The Republican-led Senate voted 46-42 along party lines in favor of Whitney Hermandorfer, a lawyer serving under Tennessee’s attorney general, to be appointed as a life-tenured judge on the Cincinnati-based 6th U.S. Circuit Court of Appeals.
She is the first of 15 judicial nominees the president has announced to date to secure Senate approval, as Trump and his Republican allies in the Senate look to add to the 234 judicial appointments Trump made in his first term.
With Hermandorfer’s confirmation, Trump tied former President Joe Biden’s total of 235 judicial appointments.
Such appointments could help Trump further shift the ideological balance of the judiciary to the right at a moment when White House officials have accused judges who have blocked parts of his immigration and cost-cutting agenda they have found to be unlawful of being part of a “judicial coup.”
Republican Senate Majority Leader John Thune, ahead of a procedural vote on Hermandorfer’s nomination on Thursday, said the goal was to fill around 50 judicial vacancies on the bench with judges who “understand the proper role of a judge.”

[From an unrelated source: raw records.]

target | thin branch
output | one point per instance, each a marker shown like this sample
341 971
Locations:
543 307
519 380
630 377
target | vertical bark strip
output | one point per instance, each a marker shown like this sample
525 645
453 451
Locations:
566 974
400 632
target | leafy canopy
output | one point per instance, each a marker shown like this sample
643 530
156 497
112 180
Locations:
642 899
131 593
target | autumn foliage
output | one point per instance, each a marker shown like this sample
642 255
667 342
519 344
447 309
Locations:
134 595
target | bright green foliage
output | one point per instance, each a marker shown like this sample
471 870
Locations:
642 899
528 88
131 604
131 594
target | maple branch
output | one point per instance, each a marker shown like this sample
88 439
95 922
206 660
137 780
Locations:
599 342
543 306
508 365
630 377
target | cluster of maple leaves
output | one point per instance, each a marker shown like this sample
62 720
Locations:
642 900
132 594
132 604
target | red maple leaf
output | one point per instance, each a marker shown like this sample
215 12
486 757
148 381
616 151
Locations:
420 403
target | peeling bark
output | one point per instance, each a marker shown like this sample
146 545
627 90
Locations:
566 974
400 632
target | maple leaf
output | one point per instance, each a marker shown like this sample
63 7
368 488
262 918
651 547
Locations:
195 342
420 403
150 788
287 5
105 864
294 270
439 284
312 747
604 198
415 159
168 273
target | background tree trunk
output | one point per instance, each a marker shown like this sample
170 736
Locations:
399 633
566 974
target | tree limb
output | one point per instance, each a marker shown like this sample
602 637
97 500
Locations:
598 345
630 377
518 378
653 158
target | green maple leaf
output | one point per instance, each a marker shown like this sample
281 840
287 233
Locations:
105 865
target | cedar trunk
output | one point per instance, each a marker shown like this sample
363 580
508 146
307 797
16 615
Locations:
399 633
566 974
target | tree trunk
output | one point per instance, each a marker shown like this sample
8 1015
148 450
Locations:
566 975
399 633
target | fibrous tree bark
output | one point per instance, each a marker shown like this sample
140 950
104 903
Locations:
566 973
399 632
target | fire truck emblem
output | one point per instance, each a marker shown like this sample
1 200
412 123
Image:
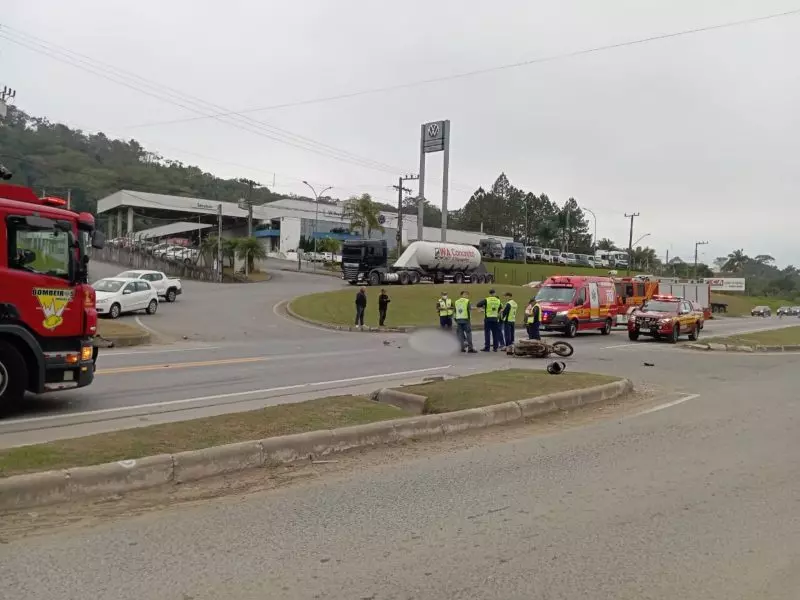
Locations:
52 302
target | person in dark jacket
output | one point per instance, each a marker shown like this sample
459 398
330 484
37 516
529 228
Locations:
361 306
383 305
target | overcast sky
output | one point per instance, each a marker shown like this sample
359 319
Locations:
699 134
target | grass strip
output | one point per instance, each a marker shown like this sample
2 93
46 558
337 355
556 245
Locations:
168 438
497 387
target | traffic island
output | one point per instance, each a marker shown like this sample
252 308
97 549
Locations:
115 463
771 340
411 306
116 334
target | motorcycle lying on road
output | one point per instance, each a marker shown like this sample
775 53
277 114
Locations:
539 349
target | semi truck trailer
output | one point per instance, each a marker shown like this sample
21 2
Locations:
367 262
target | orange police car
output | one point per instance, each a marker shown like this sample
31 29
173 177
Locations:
665 317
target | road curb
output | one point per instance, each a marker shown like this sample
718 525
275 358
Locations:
122 341
714 347
352 328
114 479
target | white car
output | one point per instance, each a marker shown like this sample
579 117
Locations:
168 288
118 295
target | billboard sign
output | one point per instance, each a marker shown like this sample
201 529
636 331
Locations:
725 284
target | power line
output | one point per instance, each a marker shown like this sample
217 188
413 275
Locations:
503 67
185 101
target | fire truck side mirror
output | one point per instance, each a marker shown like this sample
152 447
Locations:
98 239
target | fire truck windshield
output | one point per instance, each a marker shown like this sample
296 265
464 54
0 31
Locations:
555 294
38 249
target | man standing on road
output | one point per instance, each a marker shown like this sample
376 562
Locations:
361 306
491 321
445 307
383 306
533 318
464 323
509 319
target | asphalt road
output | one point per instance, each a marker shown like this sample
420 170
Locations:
694 499
240 354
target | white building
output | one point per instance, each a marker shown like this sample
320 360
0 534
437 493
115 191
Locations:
281 223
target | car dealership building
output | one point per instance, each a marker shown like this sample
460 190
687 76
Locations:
279 224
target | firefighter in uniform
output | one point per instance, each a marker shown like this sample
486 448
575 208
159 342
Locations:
491 321
509 319
464 323
445 307
533 318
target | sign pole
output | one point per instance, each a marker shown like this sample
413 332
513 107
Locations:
421 195
445 178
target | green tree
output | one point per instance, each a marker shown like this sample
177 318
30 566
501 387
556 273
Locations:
736 261
250 249
363 214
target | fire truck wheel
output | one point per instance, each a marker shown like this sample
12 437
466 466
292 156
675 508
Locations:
13 377
606 330
115 311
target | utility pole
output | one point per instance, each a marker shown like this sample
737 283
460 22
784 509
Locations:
631 216
316 219
696 244
219 242
247 204
400 189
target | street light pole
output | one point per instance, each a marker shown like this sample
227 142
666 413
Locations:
316 217
594 218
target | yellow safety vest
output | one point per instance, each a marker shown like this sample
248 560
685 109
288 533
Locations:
531 318
462 308
493 307
512 312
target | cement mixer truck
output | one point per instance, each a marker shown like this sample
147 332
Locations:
367 262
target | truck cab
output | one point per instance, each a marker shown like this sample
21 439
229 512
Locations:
47 308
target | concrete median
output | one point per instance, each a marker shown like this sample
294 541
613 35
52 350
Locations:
114 479
217 460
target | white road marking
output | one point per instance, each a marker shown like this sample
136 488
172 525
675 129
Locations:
299 386
111 353
667 405
138 320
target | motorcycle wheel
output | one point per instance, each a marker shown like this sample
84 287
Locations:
563 348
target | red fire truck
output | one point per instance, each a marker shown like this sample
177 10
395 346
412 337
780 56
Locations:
633 291
48 318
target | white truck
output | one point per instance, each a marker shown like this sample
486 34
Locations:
168 288
366 262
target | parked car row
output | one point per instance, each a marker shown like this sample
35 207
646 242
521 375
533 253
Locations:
171 251
134 291
600 260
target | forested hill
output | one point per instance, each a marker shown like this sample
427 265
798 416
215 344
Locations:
55 158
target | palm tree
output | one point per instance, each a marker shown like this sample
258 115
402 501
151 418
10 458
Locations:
736 261
251 250
363 214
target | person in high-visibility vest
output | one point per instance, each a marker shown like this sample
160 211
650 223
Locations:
444 306
509 319
533 318
491 321
464 322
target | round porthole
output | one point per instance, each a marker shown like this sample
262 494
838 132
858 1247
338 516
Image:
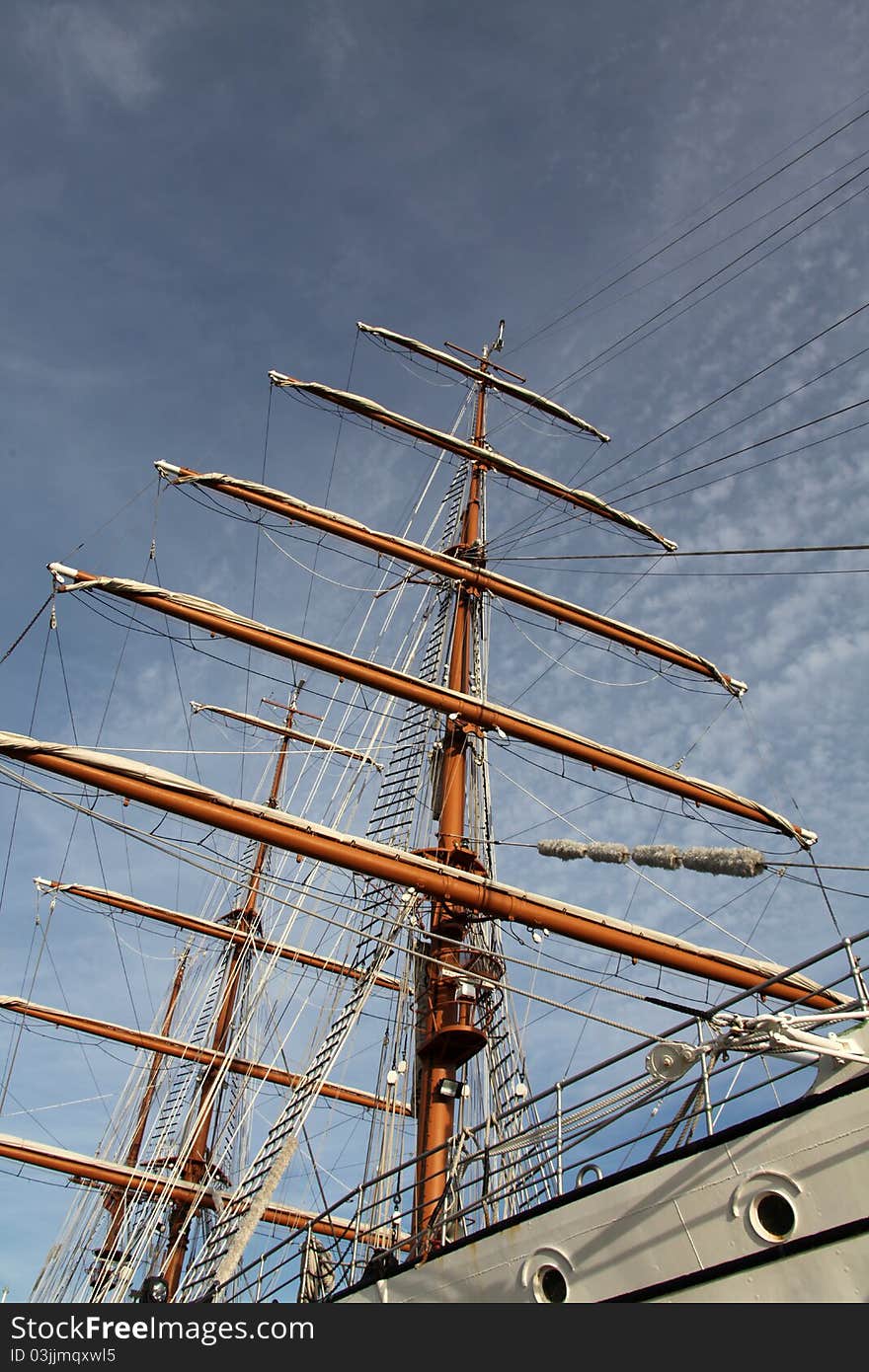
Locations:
549 1286
773 1216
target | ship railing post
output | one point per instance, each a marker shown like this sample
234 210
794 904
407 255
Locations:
704 1070
559 1142
357 1225
857 973
305 1266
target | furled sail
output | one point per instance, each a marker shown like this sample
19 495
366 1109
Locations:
497 383
472 452
439 881
454 569
464 711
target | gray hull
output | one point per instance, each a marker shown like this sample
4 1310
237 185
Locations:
771 1212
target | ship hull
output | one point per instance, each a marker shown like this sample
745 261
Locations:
763 1212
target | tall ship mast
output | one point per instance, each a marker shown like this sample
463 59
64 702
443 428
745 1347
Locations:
355 999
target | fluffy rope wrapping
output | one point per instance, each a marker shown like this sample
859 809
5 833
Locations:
731 862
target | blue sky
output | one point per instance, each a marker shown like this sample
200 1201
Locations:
194 193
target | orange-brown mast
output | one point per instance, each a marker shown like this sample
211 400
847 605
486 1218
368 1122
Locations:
446 1033
116 1200
247 922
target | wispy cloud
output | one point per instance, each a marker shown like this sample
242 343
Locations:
94 49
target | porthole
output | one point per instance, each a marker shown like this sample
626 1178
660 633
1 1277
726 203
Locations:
773 1216
549 1286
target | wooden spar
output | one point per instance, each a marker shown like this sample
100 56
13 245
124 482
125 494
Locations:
139 1182
472 453
210 929
463 889
283 731
484 375
467 711
474 576
446 1031
162 1045
116 1200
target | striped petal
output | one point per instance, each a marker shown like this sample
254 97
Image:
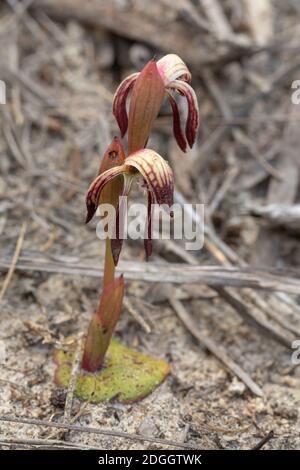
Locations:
96 188
171 67
146 100
193 113
156 172
148 238
119 102
178 133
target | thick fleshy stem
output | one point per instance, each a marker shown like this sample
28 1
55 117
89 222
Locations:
95 350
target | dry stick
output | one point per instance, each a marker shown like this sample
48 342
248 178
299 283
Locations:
264 440
45 444
100 431
178 273
224 188
211 346
135 314
238 134
235 301
219 352
220 251
14 260
73 377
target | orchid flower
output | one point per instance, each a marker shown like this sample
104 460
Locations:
158 181
157 79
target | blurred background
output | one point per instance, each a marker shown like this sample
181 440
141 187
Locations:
61 61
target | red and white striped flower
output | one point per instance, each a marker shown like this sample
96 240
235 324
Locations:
166 76
158 181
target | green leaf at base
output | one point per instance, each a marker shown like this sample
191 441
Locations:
126 376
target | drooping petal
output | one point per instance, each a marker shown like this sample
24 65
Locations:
178 133
171 67
148 238
193 113
156 172
96 188
146 100
117 239
119 102
114 156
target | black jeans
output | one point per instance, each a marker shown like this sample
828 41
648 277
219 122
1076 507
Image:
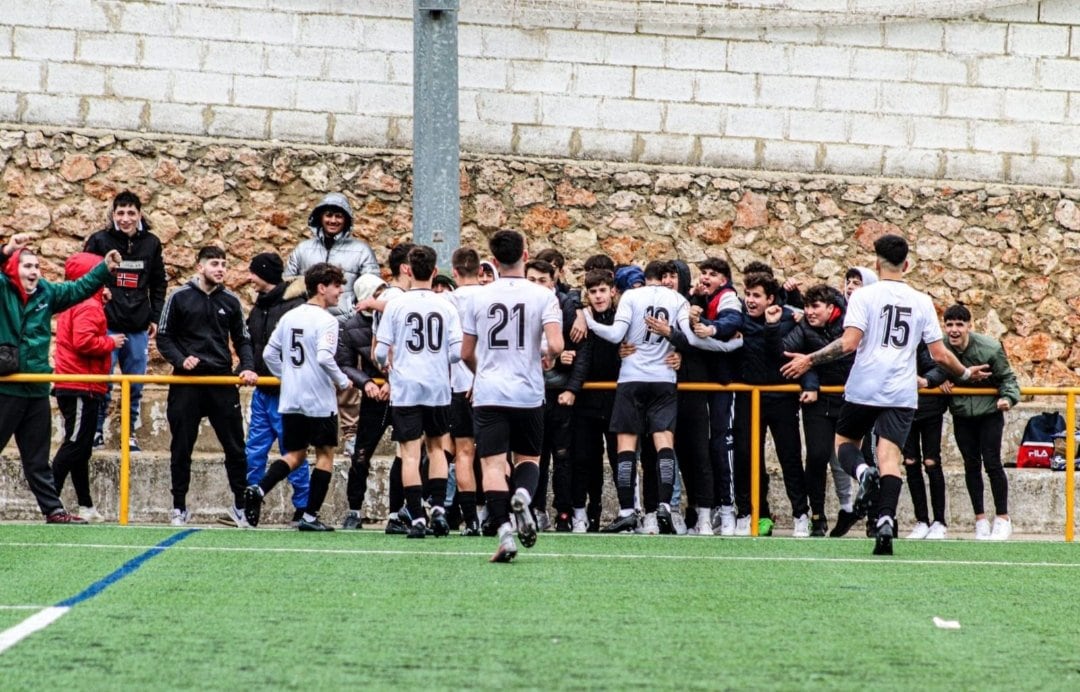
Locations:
188 404
980 442
30 421
72 458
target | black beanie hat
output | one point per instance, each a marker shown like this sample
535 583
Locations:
268 267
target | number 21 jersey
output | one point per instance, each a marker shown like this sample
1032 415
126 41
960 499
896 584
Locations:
508 316
893 319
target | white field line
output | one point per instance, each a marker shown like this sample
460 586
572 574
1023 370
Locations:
591 556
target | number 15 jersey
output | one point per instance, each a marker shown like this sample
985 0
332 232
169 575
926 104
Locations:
508 317
893 319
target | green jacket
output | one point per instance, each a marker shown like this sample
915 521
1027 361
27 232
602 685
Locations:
35 319
983 349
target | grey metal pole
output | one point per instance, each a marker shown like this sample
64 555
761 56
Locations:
436 205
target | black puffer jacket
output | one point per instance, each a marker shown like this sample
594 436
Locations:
264 317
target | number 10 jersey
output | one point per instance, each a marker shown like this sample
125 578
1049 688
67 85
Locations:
508 317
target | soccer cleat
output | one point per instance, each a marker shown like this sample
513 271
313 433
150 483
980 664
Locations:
92 515
523 515
62 516
440 527
869 488
937 531
314 525
919 531
882 542
508 550
844 523
621 525
1001 529
800 528
650 525
253 505
352 520
178 517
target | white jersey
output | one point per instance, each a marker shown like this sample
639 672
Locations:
300 352
508 317
424 333
461 377
893 319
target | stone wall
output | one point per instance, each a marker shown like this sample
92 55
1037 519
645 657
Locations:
993 96
1011 253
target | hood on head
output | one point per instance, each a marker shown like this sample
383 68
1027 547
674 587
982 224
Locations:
334 200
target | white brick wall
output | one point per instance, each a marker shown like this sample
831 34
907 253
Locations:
994 97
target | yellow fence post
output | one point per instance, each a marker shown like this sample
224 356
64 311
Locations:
125 453
1070 455
755 458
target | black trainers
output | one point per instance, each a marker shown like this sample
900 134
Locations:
253 504
314 525
621 525
882 542
440 526
844 523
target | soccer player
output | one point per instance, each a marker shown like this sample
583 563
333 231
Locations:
503 328
300 352
419 337
883 326
645 392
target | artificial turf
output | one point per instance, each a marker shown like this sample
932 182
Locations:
227 609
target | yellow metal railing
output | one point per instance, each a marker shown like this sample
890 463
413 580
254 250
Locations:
755 475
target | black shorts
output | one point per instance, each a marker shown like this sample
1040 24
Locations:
502 429
644 408
460 416
298 432
858 420
414 422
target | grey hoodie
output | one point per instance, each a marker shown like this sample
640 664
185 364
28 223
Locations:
354 257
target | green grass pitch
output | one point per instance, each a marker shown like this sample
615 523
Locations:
267 609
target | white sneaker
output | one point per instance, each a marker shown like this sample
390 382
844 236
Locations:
728 521
91 514
801 529
1001 530
936 532
649 526
704 525
179 517
919 531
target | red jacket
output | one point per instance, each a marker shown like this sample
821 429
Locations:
82 347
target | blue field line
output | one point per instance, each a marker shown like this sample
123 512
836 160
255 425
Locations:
124 570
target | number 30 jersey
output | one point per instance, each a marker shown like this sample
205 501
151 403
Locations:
300 352
424 333
893 319
508 317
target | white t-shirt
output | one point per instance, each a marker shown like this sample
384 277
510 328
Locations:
893 319
300 352
424 333
508 317
461 377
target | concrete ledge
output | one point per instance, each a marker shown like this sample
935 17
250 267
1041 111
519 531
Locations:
1036 497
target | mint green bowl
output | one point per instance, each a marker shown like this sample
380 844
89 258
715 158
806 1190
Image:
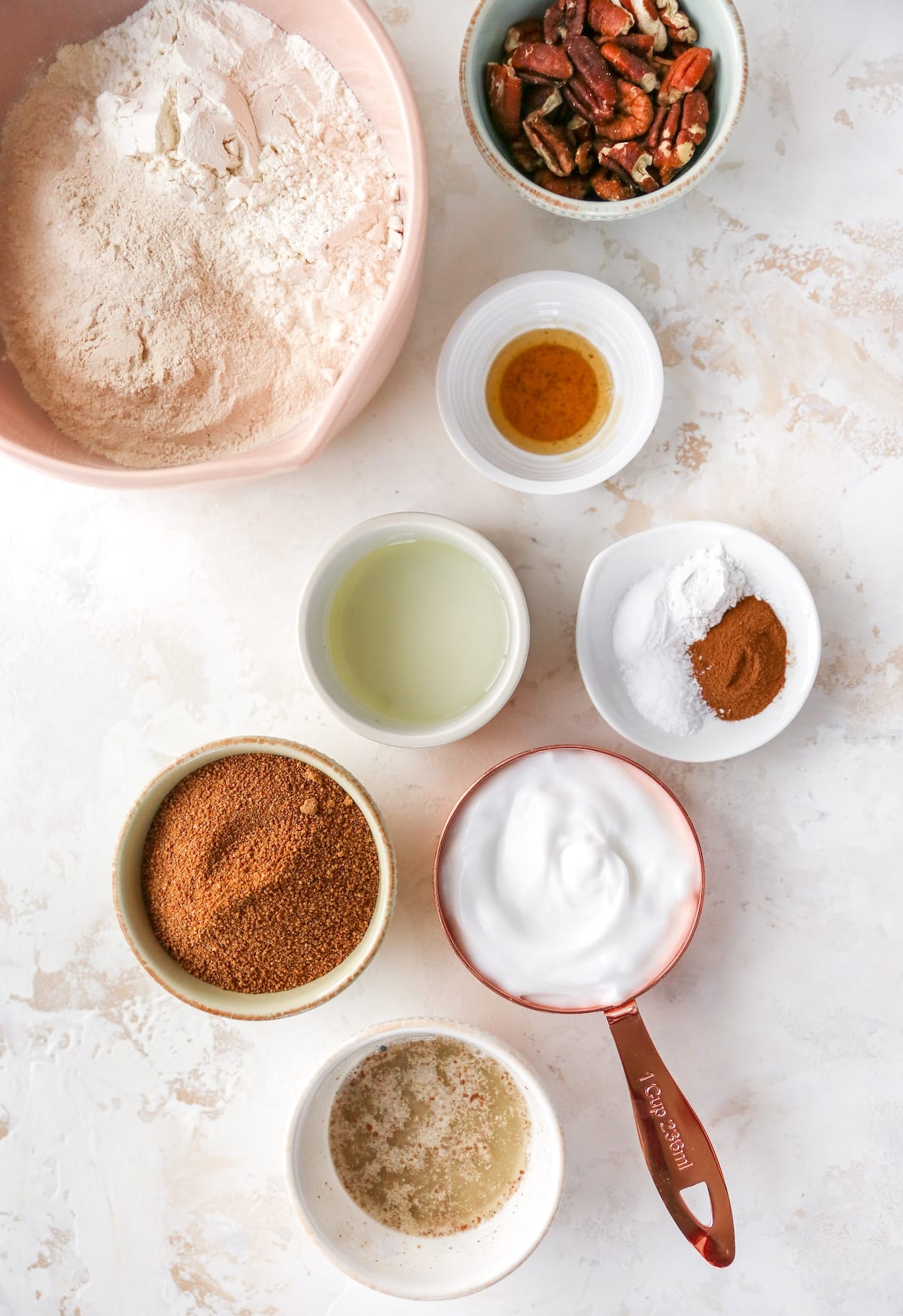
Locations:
719 28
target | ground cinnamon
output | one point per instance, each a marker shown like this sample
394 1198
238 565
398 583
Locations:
260 873
741 662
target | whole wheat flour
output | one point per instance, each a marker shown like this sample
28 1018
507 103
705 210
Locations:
198 224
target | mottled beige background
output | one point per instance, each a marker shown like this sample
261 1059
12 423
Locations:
140 1141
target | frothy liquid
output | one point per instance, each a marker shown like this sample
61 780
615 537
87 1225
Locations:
570 878
430 1136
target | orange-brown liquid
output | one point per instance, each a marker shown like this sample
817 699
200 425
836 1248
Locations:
549 391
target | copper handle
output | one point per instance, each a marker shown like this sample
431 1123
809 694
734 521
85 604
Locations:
674 1143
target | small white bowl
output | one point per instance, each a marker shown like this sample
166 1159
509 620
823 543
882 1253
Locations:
394 1263
540 300
771 573
314 623
163 968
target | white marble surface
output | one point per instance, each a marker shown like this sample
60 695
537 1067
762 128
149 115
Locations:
141 1141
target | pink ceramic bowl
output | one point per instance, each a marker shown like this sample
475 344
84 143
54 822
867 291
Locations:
351 37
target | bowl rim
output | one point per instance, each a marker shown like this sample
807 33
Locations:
651 743
506 578
327 420
267 745
481 1038
606 469
607 211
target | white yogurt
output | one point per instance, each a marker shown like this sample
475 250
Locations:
570 878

He said judges should “understand that their job is to interpret the law, not usurp the job of the people’s elected representatives by legislating from the bench.”
Hermandorfer clerked for Supreme Court justices Samuel Alito and Amy Coney Barrett, and clerked for Justice Brett Kavanaugh while he was a judge on a federal appeals court in Washington, D.C. Barrett and Kavanaugh were appointed to the Supreme Court in Trump’s first term, giving it a 6-3 conservative majority.
Hermandorfer has been leading a strategic litigation unit in Republican Tennessee Attorney General Jonathan Skrmetti’s office, where she defended the state’s near-total abortion ban and challenged a rule adopted under Biden barring discrimination against transgender students.
Senate Democrats had argued that Hermandorfer, 38, who is just a decade out of law school, lacked sufficient legal experience to join the bench and had shown a willingness to support extreme legal positions supporting Trump’s agenda.